Do I Need Planning Permission for a Garden Shed?

Peer into most back gardens in the UK and you are bound to find at least one garden shed. It is an essential item for many householders, providing space to store the lawnmower, strimmer, patio equipment and much else besides.

If you don’t yet have a garden shed perhaps now is the time to consider buying one. Before you do so you’ll need to consider what size you should buy and where in your garden you want to site it.

One question that often crops up on this topic is the issue of planning permission. Do you need to obtain permission to erect a simple garden shed? We’ve got the answers you need.

Is it necessary to get planning permission for a new shed?

In the vast majority of cases the answer will be no. This is because sheds fall under the area of permitted development, i.e. development that is automatically approved.

There are rules and limitations relating to what you can legally erect in your garden, but most sheds will not flout these rules. For instance they must be single storey – something that will apply to all sheds. You can also have more than one shed providing you don’t cover more than 50% of the land surrounding your property. Depending on the size of your garden it is quite possible you could easily have four or five sheds plus a summerhouse!

You should however be aware there are limitations if you are to run a business from your chosen garden building – even if it is intended to be a shed. In this case you will need planning permission, regardless of the size of the shed.

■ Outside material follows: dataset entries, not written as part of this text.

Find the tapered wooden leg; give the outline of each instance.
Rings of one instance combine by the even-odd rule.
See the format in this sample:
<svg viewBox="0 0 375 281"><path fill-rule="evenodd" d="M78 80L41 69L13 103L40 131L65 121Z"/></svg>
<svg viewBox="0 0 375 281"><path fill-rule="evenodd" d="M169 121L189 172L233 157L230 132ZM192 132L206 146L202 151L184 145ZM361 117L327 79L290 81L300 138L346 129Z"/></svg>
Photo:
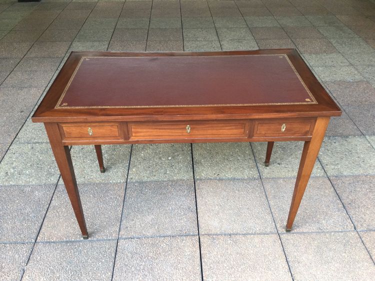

Is there any limit on size?

You must ensure the floor area of your shed does not exceed 15 square metres. Obviously most sheds will be significantly smaller than this, but even if it exceeds it you may still not require planning permission as long as it is no bigger than 30 square metres.

If this is the case you must also make sure it is not intended for sleeping purposes and that it is at least a metre away from the boundaries that surround it.

A basic overview

To recap then, you have a lot of versatility and freedom when it comes to buying a shed for your garden. Your main task will be to consider what size shed you require, and providing you do not exceed the square metre restrictions you can site it wherever you wish.

However you should still think practically; for example don’t site it too close to a boundary in case you ever have to replace that boundary (especially in terms of a fence). Remember you will also need to consider how you will access the shed. Keep all these things in mind when shopping and make sure you measure out the plot prior to buying your chosen shed.

If you are in any doubt at all

It is always best to be on the safe side when it comes to planning permission. If all you need is a basic shed of a familiar size, you will be fine. However, if you are planning to add a large garden building to your garden – something more like a summer house or a log cabin for example – it is best to check the regulations. This may put your mind at rest as they are laid out in quite a straightforward manner.